In developing the layout for the Min home, for example, square footage on the home’s fourth (top) level, a small and quiet room dedicated to Kathryn’s personal use for meditation and relaxation, and filled with things she chose, was a key element of the original plan. Says Bill, “Kathryn feels that every woman should have her own, private space.” While the home’s main level has an open plan that’s perfect for flow and entertaining, Kathryn’s “room at the top,” affords her a getaway when she needs one.

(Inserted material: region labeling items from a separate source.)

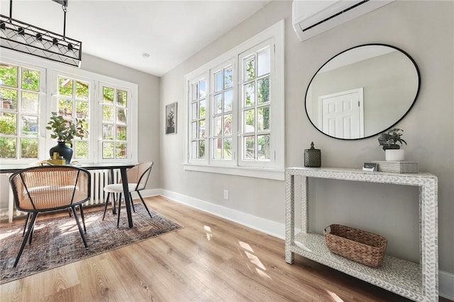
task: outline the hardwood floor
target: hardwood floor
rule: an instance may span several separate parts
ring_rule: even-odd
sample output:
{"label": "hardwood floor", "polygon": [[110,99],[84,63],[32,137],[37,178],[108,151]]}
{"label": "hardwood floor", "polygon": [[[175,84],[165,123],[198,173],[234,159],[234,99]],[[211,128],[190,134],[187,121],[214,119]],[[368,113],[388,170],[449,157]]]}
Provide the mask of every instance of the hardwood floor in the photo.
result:
{"label": "hardwood floor", "polygon": [[410,301],[298,255],[289,265],[282,239],[162,197],[145,201],[184,228],[6,283],[0,301]]}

DETAILS, DETAILS, DETAILS …
A somewhat smaller, carefully designed home provides room in the budget to execute unique ideas and use top-notch materials. Dollars not spent on square footage can individualize a space and make it livable. In the Min house, for example, where a clean, modern aesthetic sets the style, every bit of woodwork is scrupulously refined. Squared stair balusters are made more di-mensional and complex with tiny chamfered corners. In every room, attention has been paid to finish: beautiful tile, custom-made and fitted cabinetry, and unique, artisan-crafted fixtures. There are no shortcuts in this plan, which includes a built-in, continually flowing water wall on the landing of the central staircase above the main floor. It is a unique feature that disperses the relaxing rhythm of moving water throughout the house. “That water feature is an engineering marvel,” says the builder.

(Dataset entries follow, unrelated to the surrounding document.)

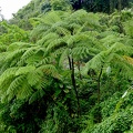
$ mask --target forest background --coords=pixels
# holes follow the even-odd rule
[[[0,133],[133,133],[132,0],[31,0],[0,14]]]

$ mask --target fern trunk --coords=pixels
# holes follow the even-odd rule
[[[75,83],[75,78],[74,78],[74,61],[73,58],[71,59],[70,57],[68,57],[69,59],[69,66],[71,70],[71,81],[72,81],[72,85],[73,85],[73,90],[75,93],[75,99],[76,99],[76,104],[78,104],[78,116],[80,116],[80,99],[79,99],[79,94],[78,94],[78,90],[76,90],[76,83]]]
[[[100,96],[101,96],[101,92],[100,92],[100,88],[101,88],[101,75],[102,75],[102,69],[100,70],[100,74],[98,76],[98,103],[100,103]]]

Curt Verdi, the Bethel-based general contractor for the Min project, sees many clients opting for refined details over greater space. “There are always those customers who will choose size over detailing, but, these days, many clients are going for a look and a use of materials that personalize their homes and make them very special instead of merely large.”Mike Greenberg agrees: “People are beginning to realize that life can be easier, maybe even more enjoyable, in a house that’s a bit smaller but well done in its fine points. “
The concept of the “smart” house has been around for a while, but improvements in technology that allow almost infinite adaptations for individual homes, plus increasing user-friendliness, have made computer-controlled systems more appealing these days.
Bill Min, who is familiar with technology systems, was not put off by the complexity of the wiring in his new Westport house. It’s been arranged so that everything can be controlled by a wireless touch-screen tablet that sits demurely on a side table in the family room. Lights, music, and the home’s main systems are modified with a few touches to the panel. For the computer shy, the system also duplicates controls with small, wall-mounted panels in every room.

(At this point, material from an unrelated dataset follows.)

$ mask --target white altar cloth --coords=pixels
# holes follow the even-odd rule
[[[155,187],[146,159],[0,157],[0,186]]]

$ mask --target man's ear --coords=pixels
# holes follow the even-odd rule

Still more impressive is the Mins’s media room, constructed in a basement space that was excavated beneath the garage. Equipped with eight reclining leather seats, an exquisitely tuned sound system, and a 105-inch plasma projection screen, the space was artfully designed into the compact home without using an inch of living area. In fact, the space under the garage is ideal for a room where darkness and quiet are desirable premiums.
“Bill was an educated consumer,” says Bob Dacundo of Phoenix Audio Video in Fairfield, whose team of programmers and engineers designed the Mins’s system. “He was interested in high-performance equipment and did research beforehand about various products and their capabilities. But each of our customers has different ideas about how they want the technology to work for them, so ours is an individualized business.”
Smaller than the mega-sized homes that have been popular for a decade, the Min house has, nonetheless, fulfilled the couple’s long and detailed wish list. It is a perfect exponent of what is new and desirable in the local home marketplace. Fitting the neighborhood as comfortably as it fits its owners, it’s a “just right” house for today.